The Role of Th17 in Neuroimmune Disorders: Target for CAM Therapy. Part I

Abstract

CD4(+) effector cells, based on cytokine production, nuclear receptors and signaling pathways, have been categorized into four subsets. T-helper-1 cells produce IFN-γ, TNF-β, lymphotoxin and IL-10; T-helper-2 cells produce IL-4, IL-5, IL-10, IL-13, IL-21 and IL-31; T-helper-3, or regulatory T-cells, produce IL-10, TGF-β and IL-35; and the recently discovered T-helper-17 cell produces IL-17, IL-17A, IL-17F, IL-21, IL-26 and CCL20. By producing IL-17 and other signaling molecules, Th17 contributes to the pathogenesis of multiple autoimmune diseases including allergic inflammation, rheumatoid arthritis, autoimmune gastritis, inflammatory bowel disease, psoriasis and multiple sclerosis. In this article, we review the differential regulation of inflammation in different tissues with a major emphasis on enhancement of neuroinflammation by local production of IL-17 in the brain.
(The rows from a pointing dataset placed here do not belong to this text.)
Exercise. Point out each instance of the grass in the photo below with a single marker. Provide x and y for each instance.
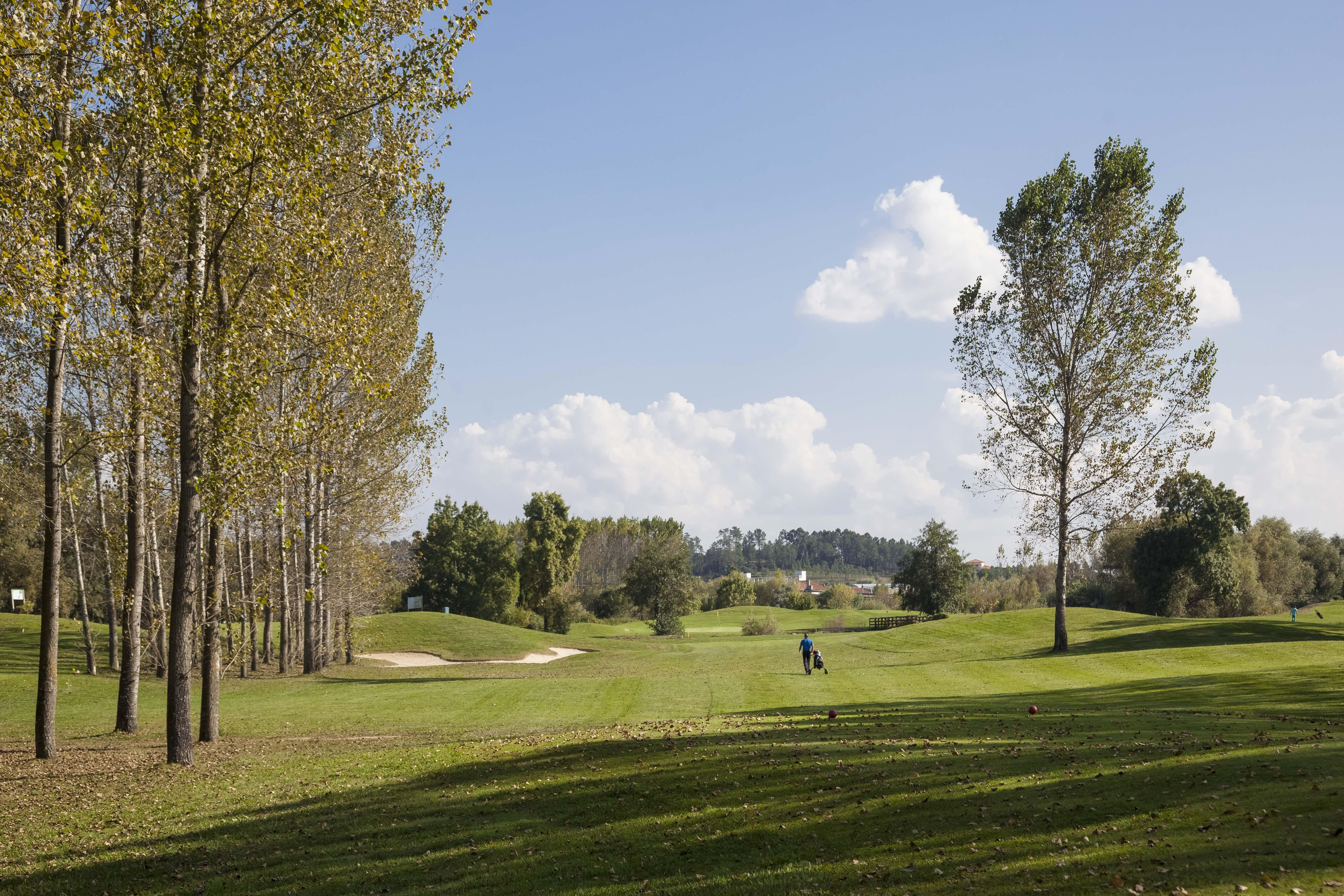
(1185, 755)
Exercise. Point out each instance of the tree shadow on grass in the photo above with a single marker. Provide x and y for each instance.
(772, 803)
(1191, 635)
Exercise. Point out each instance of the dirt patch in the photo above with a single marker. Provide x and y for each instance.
(431, 660)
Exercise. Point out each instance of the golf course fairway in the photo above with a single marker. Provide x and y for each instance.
(1170, 757)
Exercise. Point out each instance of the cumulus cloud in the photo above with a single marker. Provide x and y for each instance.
(916, 268)
(1334, 365)
(760, 463)
(1213, 293)
(1285, 457)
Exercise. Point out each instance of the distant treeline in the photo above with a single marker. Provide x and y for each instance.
(835, 553)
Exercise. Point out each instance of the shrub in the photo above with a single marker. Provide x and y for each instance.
(668, 624)
(838, 597)
(612, 604)
(767, 625)
(733, 590)
(525, 618)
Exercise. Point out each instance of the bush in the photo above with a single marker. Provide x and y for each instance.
(668, 624)
(612, 604)
(768, 625)
(838, 597)
(525, 618)
(773, 592)
(733, 590)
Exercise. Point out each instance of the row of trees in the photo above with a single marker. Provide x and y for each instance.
(214, 214)
(546, 570)
(839, 551)
(1198, 555)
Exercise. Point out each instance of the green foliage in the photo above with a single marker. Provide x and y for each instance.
(753, 625)
(612, 604)
(933, 577)
(1185, 558)
(466, 562)
(1081, 360)
(609, 545)
(1285, 576)
(659, 582)
(838, 551)
(733, 590)
(838, 597)
(1327, 563)
(549, 558)
(668, 624)
(773, 592)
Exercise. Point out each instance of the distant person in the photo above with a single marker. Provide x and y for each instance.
(818, 663)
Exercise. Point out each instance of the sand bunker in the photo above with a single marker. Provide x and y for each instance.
(431, 660)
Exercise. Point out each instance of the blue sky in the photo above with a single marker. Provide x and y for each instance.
(643, 195)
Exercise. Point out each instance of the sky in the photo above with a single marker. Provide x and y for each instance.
(702, 256)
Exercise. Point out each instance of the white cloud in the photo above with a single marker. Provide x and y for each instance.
(758, 464)
(1334, 365)
(1213, 293)
(917, 268)
(1285, 457)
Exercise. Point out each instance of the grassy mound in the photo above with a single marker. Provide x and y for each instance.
(1186, 755)
(455, 637)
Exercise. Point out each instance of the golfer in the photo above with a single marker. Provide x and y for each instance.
(806, 647)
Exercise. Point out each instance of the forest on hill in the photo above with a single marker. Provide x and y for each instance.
(842, 553)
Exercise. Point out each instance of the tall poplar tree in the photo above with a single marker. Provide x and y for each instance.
(1081, 360)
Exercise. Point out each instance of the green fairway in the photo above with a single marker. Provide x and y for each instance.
(1175, 753)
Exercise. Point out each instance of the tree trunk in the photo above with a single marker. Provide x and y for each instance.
(162, 637)
(114, 616)
(1062, 562)
(210, 640)
(128, 690)
(91, 653)
(310, 546)
(228, 613)
(326, 643)
(186, 574)
(242, 609)
(267, 635)
(252, 592)
(350, 636)
(52, 432)
(284, 590)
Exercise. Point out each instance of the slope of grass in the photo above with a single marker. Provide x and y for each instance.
(1186, 755)
(455, 637)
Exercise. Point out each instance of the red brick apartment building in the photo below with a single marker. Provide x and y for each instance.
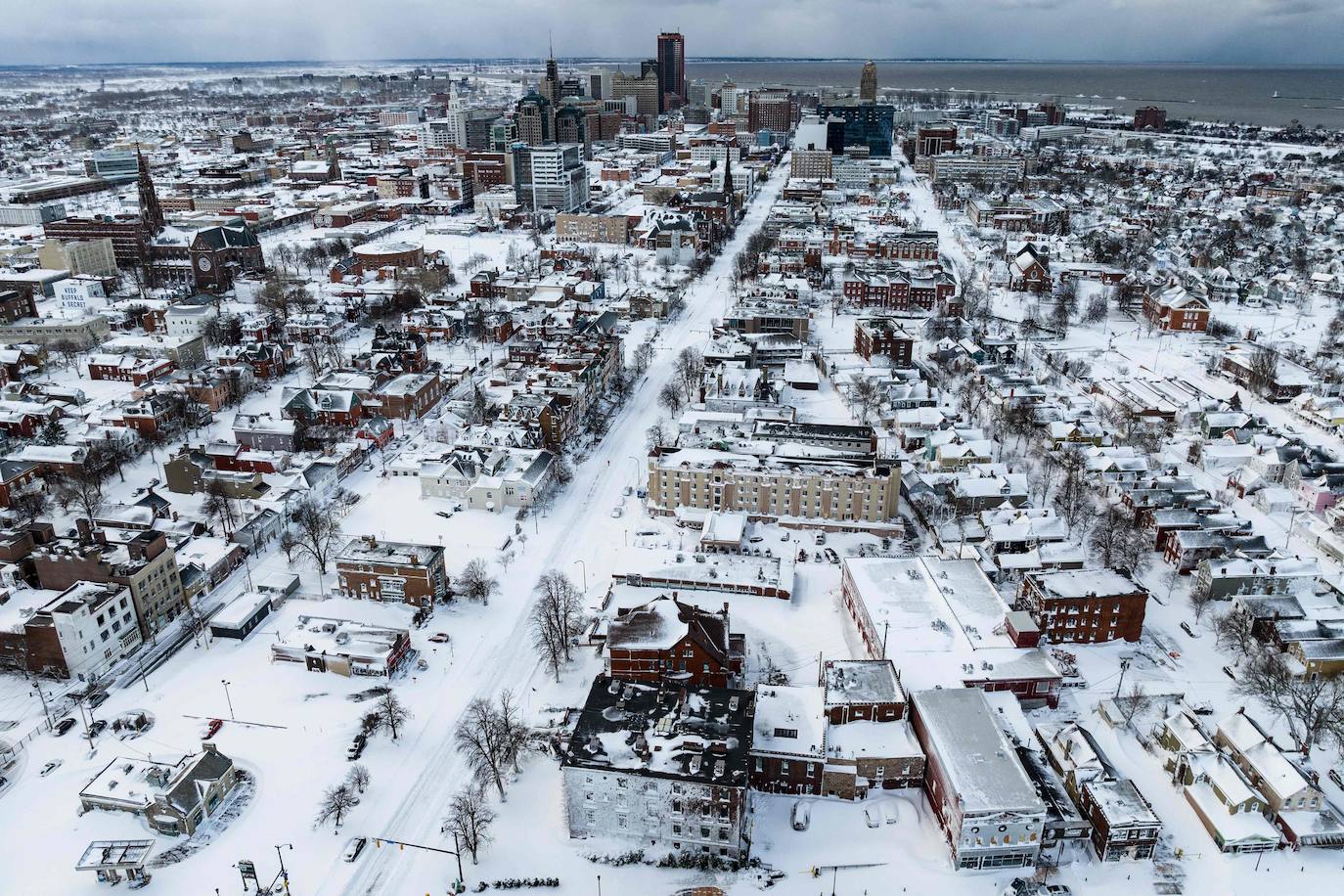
(1175, 309)
(671, 641)
(391, 571)
(880, 336)
(1085, 606)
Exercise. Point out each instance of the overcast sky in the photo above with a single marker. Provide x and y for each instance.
(1222, 31)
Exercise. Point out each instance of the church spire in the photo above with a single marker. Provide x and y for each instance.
(151, 215)
(728, 184)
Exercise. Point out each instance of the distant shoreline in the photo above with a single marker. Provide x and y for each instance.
(527, 61)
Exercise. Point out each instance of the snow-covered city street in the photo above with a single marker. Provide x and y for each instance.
(676, 474)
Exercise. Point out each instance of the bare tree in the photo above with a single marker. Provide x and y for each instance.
(481, 740)
(316, 531)
(83, 489)
(1074, 496)
(514, 731)
(470, 819)
(557, 618)
(219, 507)
(392, 713)
(288, 543)
(1264, 371)
(358, 778)
(28, 504)
(1314, 705)
(1232, 633)
(1200, 598)
(336, 803)
(671, 398)
(643, 357)
(1096, 310)
(690, 371)
(866, 395)
(476, 583)
(1133, 702)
By understanding the role of pathogenic factors in the induction of autoimmune diseases by Th17 cells, CAM practitioners will be able to design CAM therapies targeting Th17 and associated cytokine activities and signaling pathways to repair the intestinal and blood-brain barriers for their patients with autoimmunities, in particular, those with neuroinflammation and neurodegeneration.

Figure 1

General scheme of T-helper cell differentiation. Naive CD4⁺ T cells, after activation by T-cell receptor and co-stimulatory molecules, such as CD28 and inducible T-cell co-stimulator (ICOS), can differentiate into four effector T-helper cells: Th1, Th2, Th3 or Th17 cells. These cells produce different cytokines, which have specialized immunoregulatory functions. IFN-γ produced by Th1 cells is important in the regulation of antigen presentation and cellular immunity. IL-4, IL-5 and IL-13 produced by Th2 cells regulate B-cell responses, important mediators of allergic diseases. TGF-β and IL-10 are produced by Th3 cells to regulate Th1 and Th2 cells. Th17 cells regulate inflammatory responses by expressing IL-17, IL-21, IL-22 and IL-26. CAM protocols can be implemented to reduce the level of proinflammatory cytokine IL-6, thereby inhibiting the conversion of activated T cells into pathogenic Th17 cells.

Figure 2

Cytokine production by dendritic cells and macrophages induce development of TReg, Th17 or IL-17-producing cells from naive CD4 cells and regulation of Th17 cells by Th1 and Th2 cytokines.

Figure 3

Effects of bacterial toxins and allergens on dendritic cell activation of cAMP induction of transmembrane signaling and its receptor ligand. Binding of c-Kit to its ligand SCF stimulates dendritic cells to secrete IL-6. IL-6 acts as a key factor in differentiation of T lymphocytes into Th2 and Th17 cells, which contribute to the development of allergic and autoimmune diseases. By inhibiting enhanced IL-6 production, CAM practitioners may prevent, slow down or reverse the development of allergic and inflammatory disorders.